Incompetência brasileira

Uma calamidade pode se abater sobre o Brasil,
depende de nós

Fernando Reinach*

É como se o vírus se espalhasse em uma colônia de
200 milhões de ratos desorientados
Enterro de dona Esther Melo da Silva no cemitério Parque Tarumã,
às 10 horas da manhã do dia 10 de abril de 2020, em Manaus

Muitos perguntam quando a pandemia vai atingir o pico no Brasil. Costumava oferecer um palpite, agora digo que o pico ocorrerá quando aproximadamente metade da população tiver sido infectada. Retrucam que hoje, com 100 mil casos [hoje, já são 149.000], temos 8 mil mortes [hoje, sábado, 09/05/2020 já são 10.222], será possível que com 100 milhões de casos teremos 8 milhões de mortes? Sim, e se o número total de casos continuar a duplicar a cada semana chegaremos lá em 10 semanas, em julho.

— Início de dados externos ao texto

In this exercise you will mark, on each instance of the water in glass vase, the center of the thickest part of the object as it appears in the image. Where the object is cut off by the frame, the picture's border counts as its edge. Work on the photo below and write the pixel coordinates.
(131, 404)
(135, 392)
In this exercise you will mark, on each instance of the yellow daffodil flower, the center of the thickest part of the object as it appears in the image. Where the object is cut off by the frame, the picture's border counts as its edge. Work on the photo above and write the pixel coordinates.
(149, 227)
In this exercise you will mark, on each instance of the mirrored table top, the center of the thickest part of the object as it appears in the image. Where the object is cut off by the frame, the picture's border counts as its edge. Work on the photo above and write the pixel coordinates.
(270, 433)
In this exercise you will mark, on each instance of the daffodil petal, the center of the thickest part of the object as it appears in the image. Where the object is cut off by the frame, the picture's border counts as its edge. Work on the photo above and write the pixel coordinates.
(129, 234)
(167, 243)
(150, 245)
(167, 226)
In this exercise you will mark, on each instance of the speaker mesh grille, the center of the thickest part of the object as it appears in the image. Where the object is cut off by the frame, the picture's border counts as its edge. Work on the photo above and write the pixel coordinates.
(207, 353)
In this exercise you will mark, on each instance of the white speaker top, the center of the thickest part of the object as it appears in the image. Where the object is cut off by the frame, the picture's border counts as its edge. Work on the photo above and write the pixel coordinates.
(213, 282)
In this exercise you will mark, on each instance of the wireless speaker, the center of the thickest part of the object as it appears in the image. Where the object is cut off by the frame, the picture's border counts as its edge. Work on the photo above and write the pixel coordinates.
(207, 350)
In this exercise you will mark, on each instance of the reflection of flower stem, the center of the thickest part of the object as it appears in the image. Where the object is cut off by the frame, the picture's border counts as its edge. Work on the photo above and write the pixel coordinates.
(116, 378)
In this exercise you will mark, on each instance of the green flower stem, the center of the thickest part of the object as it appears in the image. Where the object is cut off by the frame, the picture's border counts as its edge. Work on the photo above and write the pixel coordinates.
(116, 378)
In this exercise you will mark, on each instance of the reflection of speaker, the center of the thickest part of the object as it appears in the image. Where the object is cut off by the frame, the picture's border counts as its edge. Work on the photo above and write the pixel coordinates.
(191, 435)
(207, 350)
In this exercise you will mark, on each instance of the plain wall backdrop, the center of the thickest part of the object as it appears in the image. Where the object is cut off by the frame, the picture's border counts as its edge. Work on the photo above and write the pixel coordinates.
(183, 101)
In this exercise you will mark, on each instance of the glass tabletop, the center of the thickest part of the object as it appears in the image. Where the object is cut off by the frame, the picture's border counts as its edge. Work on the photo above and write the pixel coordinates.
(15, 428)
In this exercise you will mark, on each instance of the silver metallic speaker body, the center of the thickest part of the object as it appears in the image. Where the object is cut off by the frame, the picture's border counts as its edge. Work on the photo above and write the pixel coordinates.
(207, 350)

Saco a calculadora e multiplico 100 mil por dois, dez vezes. A calculadora mostra 102 milhões.

Nunca esse pequeno diálogo socrático deixou de fazer efeito. Então mostro a curva do total de casos que tenho à mão. Na verdade, digo, nas últimas semanas o multiplicador correto seria 1,6:
* Tínhamos 50 mil casos em 22 de abril,
* 80 mil em 29 de abril e
* chegamos a 125 mil em 6 de maio [149 mil em 8 de maio!].
* Proponho que as contas sejam refeitas. Refazemos e concordamos:
* levará por volta de 15 semanas.
* O pico será no fim de agosto, talvez setembro.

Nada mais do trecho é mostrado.